【通院記録②】ようやくたどり着いた診断。リウマチ専門医での初診体験
前回の記事では、診断がつかないまま、痛みと不安の中で過ごした6か月間について書きました。
今回はその続き。ようやくたどり着いた、リウマチ専門医での初診の記録です。
高熱と頭痛から始まった、別の不安
膝の腫れを抱えたまま働いていたある日、高熱と頭痛が出ました。
勤務先の医師は、膝の腫れや注射歴から「感染の可能性があるかもしれない」と心配してくださり、発熱と頭痛を見て「髄膜炎の可能性も否定できない」と声をかけてくれました。
当時はコロナ第1波の真っ只中です。
高熱でフラフラの中、まずはインフルエンザの検査を自宅近くのクリニックで受けて、陰性。その後、コロナ検査のため、指定された病院を予約制で受診しました。結果は陰性でした。
その足でクリニックに戻って血液検査を受け、炎症反応があるということで抗生物質を処方されましたが、結局、原因不明のまま数日後に解熱しました。
発熱イコールコロナが疑われる時期の受診は、本当に大変でした。
姉の病気と、家族性の可能性
私の姉は、膠原病を患っています。
姉が担当医に「妹(私)の膝の腫れが遺伝的な可能性は?」と相談したところ、「家族性の関係は否定できない」と言われたそうです。
高熱で不安いっぱいの中、その言葉が頭をよぎりました。
ネットで「リウマチ専門医」を探し、思い切って受診を決意しました。
クリニックでの初診
そのクリニックのホームページには、ひまわりの花がやさしく飾られていて、画面越しからでも、どこか安心感がありました。
実際に訪れてみると、ひとりひとりの診察に30分から1時間ほど、しっかりと時間をかける丁寧な対応が印象的でした。
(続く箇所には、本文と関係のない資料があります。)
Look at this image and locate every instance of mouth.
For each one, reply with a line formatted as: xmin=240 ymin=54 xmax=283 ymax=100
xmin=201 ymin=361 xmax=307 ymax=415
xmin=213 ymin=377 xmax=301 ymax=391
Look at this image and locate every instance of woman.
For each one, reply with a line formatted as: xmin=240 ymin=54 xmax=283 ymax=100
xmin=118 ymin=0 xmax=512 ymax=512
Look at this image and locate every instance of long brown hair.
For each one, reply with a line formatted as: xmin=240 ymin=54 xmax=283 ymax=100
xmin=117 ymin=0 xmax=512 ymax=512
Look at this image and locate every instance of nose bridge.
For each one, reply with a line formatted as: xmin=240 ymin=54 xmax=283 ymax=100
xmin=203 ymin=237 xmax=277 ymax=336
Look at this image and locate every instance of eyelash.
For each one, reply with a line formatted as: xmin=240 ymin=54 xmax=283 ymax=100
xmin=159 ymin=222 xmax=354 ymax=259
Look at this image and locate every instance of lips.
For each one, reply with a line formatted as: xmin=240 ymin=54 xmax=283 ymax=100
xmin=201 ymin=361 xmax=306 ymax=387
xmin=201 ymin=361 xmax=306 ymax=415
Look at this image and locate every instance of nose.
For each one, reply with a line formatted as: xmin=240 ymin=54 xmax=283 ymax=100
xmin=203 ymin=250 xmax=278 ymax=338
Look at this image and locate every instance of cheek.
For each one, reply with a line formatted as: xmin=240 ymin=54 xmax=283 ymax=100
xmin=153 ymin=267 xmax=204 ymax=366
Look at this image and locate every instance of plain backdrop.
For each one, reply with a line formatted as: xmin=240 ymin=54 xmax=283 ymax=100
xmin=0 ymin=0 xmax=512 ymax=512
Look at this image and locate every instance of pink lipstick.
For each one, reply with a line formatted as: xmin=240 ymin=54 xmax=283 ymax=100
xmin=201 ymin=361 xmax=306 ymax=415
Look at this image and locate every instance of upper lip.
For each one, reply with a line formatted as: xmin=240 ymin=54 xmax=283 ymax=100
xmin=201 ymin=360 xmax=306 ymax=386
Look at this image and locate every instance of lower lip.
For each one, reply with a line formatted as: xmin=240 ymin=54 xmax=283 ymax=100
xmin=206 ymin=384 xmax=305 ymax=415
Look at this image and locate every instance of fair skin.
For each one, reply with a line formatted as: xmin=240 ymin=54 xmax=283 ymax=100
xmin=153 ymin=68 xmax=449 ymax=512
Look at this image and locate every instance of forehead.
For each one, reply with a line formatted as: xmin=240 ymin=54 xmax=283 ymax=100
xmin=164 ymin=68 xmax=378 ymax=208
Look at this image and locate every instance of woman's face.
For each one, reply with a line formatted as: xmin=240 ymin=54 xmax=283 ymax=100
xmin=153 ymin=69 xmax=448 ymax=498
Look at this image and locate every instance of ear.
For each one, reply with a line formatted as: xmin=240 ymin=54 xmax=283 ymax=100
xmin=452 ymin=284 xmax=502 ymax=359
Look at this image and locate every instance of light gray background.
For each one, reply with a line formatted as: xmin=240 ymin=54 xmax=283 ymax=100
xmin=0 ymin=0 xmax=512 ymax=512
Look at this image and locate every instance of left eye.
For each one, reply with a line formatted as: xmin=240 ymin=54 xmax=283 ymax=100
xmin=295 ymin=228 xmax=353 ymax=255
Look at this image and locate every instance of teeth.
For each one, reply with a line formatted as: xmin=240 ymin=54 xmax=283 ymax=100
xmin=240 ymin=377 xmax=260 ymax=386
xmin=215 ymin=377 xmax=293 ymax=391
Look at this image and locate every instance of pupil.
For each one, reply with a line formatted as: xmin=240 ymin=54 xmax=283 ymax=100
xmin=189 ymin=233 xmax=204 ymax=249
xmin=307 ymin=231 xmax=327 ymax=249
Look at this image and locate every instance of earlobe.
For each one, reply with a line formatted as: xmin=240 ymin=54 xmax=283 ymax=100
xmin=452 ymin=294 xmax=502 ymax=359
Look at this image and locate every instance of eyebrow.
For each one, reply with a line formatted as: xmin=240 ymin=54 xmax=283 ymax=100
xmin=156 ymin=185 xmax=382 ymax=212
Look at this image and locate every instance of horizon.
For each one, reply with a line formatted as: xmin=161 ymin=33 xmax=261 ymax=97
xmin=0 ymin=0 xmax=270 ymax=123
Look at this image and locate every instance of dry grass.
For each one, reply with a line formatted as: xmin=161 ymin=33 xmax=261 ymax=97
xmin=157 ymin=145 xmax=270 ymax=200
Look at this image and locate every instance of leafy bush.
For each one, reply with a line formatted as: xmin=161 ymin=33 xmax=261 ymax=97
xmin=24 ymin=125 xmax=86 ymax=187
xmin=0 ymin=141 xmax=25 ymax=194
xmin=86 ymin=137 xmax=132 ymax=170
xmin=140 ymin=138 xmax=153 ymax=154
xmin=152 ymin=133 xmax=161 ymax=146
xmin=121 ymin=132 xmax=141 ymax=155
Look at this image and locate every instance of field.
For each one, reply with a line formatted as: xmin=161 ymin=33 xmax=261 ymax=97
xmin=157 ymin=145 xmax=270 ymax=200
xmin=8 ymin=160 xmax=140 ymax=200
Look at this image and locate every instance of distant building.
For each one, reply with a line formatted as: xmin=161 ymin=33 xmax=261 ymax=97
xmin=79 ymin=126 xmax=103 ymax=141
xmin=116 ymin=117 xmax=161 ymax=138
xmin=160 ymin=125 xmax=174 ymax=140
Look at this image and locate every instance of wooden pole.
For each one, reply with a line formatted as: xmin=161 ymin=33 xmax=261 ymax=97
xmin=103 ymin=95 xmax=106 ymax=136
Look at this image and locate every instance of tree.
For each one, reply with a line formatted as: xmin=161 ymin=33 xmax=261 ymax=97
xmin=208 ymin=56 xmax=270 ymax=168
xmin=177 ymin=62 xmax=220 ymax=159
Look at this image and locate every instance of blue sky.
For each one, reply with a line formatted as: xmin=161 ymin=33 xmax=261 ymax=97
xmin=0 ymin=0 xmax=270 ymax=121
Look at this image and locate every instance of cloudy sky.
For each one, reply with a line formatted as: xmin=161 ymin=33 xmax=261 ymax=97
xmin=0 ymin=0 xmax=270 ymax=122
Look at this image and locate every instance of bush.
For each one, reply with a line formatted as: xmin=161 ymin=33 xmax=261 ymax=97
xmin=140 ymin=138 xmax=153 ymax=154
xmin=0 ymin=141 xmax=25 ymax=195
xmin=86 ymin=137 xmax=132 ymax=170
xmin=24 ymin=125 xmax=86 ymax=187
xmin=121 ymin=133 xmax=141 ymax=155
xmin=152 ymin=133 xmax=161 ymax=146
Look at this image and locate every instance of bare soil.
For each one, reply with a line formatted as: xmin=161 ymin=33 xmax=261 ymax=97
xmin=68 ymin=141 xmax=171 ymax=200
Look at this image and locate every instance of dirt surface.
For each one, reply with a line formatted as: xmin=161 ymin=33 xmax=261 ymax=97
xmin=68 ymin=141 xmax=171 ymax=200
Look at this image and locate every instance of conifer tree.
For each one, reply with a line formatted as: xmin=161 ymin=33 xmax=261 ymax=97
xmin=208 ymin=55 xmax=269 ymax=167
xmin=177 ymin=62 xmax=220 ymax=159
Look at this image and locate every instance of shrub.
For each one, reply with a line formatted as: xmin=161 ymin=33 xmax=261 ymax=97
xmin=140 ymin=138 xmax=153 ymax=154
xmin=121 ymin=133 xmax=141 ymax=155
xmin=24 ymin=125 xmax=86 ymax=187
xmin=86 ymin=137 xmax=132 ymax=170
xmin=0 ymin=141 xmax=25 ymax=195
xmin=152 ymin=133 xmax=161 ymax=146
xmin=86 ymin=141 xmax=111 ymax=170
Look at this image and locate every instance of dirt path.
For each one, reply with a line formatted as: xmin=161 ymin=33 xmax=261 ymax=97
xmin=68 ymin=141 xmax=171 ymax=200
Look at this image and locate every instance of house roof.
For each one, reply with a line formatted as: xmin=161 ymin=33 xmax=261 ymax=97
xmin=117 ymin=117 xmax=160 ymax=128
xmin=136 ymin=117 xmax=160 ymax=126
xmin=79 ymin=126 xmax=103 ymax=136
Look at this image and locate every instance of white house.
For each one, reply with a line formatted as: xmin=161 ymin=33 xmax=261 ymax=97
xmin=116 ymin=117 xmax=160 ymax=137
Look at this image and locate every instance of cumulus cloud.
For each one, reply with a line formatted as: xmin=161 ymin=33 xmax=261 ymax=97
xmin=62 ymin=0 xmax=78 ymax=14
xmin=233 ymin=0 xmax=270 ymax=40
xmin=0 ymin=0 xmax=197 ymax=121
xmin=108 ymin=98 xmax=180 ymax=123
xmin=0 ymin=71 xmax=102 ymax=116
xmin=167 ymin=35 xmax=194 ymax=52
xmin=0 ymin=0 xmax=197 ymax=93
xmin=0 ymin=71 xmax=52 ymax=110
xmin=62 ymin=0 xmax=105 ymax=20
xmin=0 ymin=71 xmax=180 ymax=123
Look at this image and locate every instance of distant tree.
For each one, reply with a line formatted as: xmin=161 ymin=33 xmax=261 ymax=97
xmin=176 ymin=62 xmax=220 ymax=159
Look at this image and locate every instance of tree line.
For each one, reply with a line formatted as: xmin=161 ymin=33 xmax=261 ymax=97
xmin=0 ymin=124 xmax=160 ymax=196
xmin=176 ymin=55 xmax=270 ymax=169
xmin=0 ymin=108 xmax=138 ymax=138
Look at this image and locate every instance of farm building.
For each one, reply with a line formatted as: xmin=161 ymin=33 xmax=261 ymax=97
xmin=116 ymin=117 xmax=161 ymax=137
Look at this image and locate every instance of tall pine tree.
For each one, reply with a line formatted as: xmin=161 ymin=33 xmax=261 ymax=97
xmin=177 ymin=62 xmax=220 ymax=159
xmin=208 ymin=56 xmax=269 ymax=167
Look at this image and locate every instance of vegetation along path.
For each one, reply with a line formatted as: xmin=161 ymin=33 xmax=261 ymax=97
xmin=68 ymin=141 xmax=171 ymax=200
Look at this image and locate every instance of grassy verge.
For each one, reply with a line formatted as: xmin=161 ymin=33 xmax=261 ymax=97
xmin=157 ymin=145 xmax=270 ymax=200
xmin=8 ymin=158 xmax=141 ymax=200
初診の私にも、じっくりと話を聞いてくださり、不安な気持ちがすっとほぐれていくのを感じました。
院内には、スタッフ同士の和やかなやり取りや、時折聞こえてくる笑い声が静かに広がっていて、クリニック全体に、あたたかくやさしい空気が流れていました。
初めての場所なのに、「ここなら大丈夫」と思える。そんな穏やかさでした。
問診はじっくり。診察と採血、画像検査もその日のうちに。看護師という私の立場にも配慮した説明をしてくださいました。
心に残る、先生の姿勢と処置
院長先生は、「18Gの針で関節液を抜く処置はとても痛い」と、ご自身のラグビー経験を交えながら説明してくださいました。
だからこそ「患者さんに不要な痛みを与えたくない」という想いが伝わってきて、私はとても安心しました。
清潔操作が徹底され、27Gという極細の針で、エコーで確かめながら丁寧にステロイド注射をしてくださいました。
帰り道、玄関を出て100メートルも歩かないうちに、膝の痛みがすっと消えていました。「まるで魔法のようだ」と笑顔がこぼれたのを、今でも覚えています。
診断と、今後の方針
画像の所見では「関節リウマチの可能性が高い」と伝えられました。
でも、血液検査の数字はリウマチとはかけ離れていて、抗リウマチ薬の処方は見送られました。
その代わり、痛みを軽くする処置と生活の配慮を重視して、「分類不能型関節炎」として経過を見ていくことになりました。
ここで、看護師としてひとつだけ添えておきます。関節リウマチの診断は、血液検査だけでは決まりません。画像や診察の所見と合わせた総合判断です。「血液が陰性だからリウマチじゃない」とは限らないのです。
診断を受けて、感じたこと
ようやく専門の先生と出会えたことに、心からホッとしました。
それと同時に、「これからどうなるんだろう」という不安もありました。
でも、寄り添ってくれる先生と、今の症状に真剣に向き合ってくれる診療に出会えて、「やっと第一歩を踏み出せた」と感じました。
長い迷いの末に、「今の私に必要な医療」にたどり着けた。
もし、いま似たような症状や不安を抱えている方がいたら、伝えたいことはひとつです。
自分の違和感を信じて、専門医に相談してみてください。
家族の病歴も、診断のヒントになることがあります。そして、専門医の「診る力」は、心の支えになります。